This study addresses the challenge of efficient distributed parallelization for the Particle-in-Fourier (PIF) method in kinetic plasma simulations by systematically proposing and evaluating three parallelization strategies: domain decomposition, particle decomposition, and a novel space-time decomposition. The latter innovatively integrates temporal parallelism—via the parareal algorithm—into the PIF framework for the first time. All strategies are implemented using MPI within the portable IPPL library. Comprehensive strong and weak scaling analyses are conducted on the Alps and JUWELS Booster supercomputers using 3D-3V Landau damping and Penning trap benchmarks. The experiments elucidate the communication patterns, performance limits, and primary bottlenecks of each approach, offering both theoretical insights and practical guidance for high-performance optimization of the PIF method.

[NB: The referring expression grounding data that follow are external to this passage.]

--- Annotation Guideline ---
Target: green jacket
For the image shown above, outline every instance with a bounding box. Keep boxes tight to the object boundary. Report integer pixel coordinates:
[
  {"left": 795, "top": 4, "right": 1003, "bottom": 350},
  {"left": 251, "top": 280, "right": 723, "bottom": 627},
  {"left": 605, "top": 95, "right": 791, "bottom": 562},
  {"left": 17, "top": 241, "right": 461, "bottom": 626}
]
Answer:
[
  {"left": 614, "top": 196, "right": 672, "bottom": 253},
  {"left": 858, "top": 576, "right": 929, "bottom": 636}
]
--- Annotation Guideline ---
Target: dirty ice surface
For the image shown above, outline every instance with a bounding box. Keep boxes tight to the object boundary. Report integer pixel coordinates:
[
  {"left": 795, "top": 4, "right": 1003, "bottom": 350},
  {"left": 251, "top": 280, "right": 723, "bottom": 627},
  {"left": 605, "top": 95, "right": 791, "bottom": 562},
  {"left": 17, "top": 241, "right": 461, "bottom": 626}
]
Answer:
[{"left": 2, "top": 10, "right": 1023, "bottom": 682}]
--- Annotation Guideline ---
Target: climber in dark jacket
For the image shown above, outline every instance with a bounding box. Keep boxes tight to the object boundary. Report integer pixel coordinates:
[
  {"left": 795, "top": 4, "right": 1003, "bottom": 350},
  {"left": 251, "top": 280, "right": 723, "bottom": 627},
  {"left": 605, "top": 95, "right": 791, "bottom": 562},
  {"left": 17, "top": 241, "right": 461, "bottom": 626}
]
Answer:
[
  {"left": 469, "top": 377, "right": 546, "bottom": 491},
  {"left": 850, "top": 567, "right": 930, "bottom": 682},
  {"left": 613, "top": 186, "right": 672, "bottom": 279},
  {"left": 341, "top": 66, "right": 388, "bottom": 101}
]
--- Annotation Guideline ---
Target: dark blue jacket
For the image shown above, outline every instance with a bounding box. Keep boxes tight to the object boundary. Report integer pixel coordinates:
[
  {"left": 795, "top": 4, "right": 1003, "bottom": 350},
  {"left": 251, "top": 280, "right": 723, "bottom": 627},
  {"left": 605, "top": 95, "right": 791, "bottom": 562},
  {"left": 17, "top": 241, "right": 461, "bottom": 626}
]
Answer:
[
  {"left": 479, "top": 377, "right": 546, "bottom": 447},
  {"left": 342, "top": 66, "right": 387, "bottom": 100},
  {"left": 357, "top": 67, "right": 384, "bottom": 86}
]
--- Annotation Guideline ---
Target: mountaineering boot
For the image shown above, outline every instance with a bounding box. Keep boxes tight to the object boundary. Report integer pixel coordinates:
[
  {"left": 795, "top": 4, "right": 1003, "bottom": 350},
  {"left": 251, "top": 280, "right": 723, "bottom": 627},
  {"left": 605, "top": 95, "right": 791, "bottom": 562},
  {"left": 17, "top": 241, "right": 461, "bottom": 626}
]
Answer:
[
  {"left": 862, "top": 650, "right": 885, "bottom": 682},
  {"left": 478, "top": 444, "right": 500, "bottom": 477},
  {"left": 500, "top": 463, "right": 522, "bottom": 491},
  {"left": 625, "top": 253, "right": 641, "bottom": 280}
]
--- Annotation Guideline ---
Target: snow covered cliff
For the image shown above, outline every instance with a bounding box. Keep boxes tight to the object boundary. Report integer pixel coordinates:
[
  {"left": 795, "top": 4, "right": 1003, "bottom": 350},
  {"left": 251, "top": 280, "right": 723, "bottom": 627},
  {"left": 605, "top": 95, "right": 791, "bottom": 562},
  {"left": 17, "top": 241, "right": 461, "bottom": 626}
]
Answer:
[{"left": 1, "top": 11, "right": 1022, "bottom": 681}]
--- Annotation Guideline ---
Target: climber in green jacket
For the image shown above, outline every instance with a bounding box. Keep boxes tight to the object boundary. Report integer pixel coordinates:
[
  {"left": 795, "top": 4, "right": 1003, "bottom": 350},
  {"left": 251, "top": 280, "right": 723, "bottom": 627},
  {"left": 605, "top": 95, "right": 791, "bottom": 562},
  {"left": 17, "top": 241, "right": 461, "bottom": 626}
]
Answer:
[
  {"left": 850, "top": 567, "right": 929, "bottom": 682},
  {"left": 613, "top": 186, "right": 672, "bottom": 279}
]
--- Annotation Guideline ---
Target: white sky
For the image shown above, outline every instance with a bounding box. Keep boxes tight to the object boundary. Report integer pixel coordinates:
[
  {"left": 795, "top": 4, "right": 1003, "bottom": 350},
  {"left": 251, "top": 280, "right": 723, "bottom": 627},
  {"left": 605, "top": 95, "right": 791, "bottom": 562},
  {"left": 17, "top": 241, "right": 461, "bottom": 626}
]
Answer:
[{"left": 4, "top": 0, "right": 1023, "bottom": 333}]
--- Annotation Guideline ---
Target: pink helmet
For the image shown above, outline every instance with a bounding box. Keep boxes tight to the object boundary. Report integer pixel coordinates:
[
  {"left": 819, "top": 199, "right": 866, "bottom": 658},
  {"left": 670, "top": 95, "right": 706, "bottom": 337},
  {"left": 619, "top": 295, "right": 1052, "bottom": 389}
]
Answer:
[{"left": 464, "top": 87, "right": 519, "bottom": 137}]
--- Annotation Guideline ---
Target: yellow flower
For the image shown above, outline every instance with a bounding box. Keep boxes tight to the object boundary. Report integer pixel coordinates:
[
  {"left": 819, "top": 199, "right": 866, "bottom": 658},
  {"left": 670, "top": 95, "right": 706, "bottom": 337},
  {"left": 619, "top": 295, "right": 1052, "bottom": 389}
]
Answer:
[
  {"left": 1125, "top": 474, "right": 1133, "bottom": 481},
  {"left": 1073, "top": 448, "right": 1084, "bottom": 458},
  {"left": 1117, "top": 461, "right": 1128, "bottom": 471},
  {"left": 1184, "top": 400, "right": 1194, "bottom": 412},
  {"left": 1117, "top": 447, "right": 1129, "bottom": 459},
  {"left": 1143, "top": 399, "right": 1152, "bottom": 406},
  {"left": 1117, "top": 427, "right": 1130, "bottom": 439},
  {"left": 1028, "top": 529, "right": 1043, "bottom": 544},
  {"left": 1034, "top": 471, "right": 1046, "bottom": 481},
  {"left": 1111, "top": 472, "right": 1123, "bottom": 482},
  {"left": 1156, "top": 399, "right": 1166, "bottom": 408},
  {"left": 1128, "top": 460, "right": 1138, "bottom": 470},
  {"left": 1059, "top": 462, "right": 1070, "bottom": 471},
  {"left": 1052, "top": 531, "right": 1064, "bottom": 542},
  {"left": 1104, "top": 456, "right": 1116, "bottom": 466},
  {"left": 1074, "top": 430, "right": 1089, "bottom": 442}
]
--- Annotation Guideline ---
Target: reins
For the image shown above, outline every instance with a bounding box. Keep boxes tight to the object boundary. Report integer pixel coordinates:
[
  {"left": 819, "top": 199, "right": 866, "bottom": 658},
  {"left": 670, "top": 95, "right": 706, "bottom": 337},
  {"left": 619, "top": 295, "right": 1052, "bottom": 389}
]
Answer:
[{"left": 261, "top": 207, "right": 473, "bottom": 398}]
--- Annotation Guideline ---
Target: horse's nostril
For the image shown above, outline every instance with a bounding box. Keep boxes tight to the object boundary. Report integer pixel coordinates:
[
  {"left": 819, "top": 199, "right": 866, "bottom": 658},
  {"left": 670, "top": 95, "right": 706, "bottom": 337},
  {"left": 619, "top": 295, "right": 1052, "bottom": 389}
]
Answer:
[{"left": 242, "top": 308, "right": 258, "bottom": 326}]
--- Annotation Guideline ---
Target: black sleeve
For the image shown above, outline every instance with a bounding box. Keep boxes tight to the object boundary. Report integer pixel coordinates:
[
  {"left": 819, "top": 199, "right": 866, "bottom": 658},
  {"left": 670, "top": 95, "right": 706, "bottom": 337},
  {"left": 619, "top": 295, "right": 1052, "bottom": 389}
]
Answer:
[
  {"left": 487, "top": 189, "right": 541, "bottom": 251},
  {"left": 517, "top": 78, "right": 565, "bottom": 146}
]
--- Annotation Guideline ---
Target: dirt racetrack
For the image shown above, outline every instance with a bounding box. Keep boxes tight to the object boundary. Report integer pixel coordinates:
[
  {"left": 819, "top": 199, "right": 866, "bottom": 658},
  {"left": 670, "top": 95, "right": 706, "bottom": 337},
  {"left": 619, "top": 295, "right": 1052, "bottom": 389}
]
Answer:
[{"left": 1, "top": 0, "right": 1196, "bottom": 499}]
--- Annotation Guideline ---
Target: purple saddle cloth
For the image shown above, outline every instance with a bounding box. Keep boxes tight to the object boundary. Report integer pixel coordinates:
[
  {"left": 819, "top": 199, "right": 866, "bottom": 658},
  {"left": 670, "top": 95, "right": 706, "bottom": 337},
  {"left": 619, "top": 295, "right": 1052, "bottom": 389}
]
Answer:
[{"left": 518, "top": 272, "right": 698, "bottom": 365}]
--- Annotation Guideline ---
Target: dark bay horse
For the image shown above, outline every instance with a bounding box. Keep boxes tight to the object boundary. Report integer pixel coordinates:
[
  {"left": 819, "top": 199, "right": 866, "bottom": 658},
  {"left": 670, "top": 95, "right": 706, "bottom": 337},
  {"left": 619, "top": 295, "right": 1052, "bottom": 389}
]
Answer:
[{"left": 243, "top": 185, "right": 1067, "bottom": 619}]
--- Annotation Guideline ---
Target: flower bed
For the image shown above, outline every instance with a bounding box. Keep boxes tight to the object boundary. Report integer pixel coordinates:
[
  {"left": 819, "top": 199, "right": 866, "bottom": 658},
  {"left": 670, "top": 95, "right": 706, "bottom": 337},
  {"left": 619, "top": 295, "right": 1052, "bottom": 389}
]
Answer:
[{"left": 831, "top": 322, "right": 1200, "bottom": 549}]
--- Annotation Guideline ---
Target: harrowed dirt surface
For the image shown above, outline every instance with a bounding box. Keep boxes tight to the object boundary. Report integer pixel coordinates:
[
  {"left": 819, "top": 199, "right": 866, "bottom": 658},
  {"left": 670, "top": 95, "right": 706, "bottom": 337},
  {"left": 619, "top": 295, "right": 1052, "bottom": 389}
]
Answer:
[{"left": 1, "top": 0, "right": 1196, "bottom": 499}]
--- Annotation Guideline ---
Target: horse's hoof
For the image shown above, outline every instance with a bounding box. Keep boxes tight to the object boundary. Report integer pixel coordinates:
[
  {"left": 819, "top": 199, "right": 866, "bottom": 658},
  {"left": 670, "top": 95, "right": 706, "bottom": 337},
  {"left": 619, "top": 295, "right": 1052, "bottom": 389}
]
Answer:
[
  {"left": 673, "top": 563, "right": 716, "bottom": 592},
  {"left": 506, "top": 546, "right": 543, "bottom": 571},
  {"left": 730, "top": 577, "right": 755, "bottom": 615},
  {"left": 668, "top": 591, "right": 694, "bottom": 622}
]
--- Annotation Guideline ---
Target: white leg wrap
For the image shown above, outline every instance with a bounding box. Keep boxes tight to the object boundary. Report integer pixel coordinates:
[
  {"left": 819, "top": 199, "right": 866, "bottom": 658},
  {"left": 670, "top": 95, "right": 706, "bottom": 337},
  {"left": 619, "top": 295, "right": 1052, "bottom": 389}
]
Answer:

We present and compare distributed parallelization strategies for the particle-in-Fourier (PIF) schemes used in kinetic plasma simulations. The different strategies are i) domain decomposition, where both the particles and Fourier modes are split between the MPI ranks ii) particle decomposition, where only the particles are split between the ranks and each rank carries all the modes, and, iii) space-time decomposition, in which time parallelization based on the parareal algorithm is added on top of the particle decomposition. We describe the different communication patterns involved in each of the strategies, the parameter regimes where they work best, and explain their advantages and disadvantages. We implement the strategies within the open-source, performance portable library IPPL and conduct scaling studies with 3D-3V Landau damping and Penning trap benchmark problems on Alps and JUWELS booster supercomputers. We analyze the dominant component timings in each of the strategies and identify areas for future optimizations.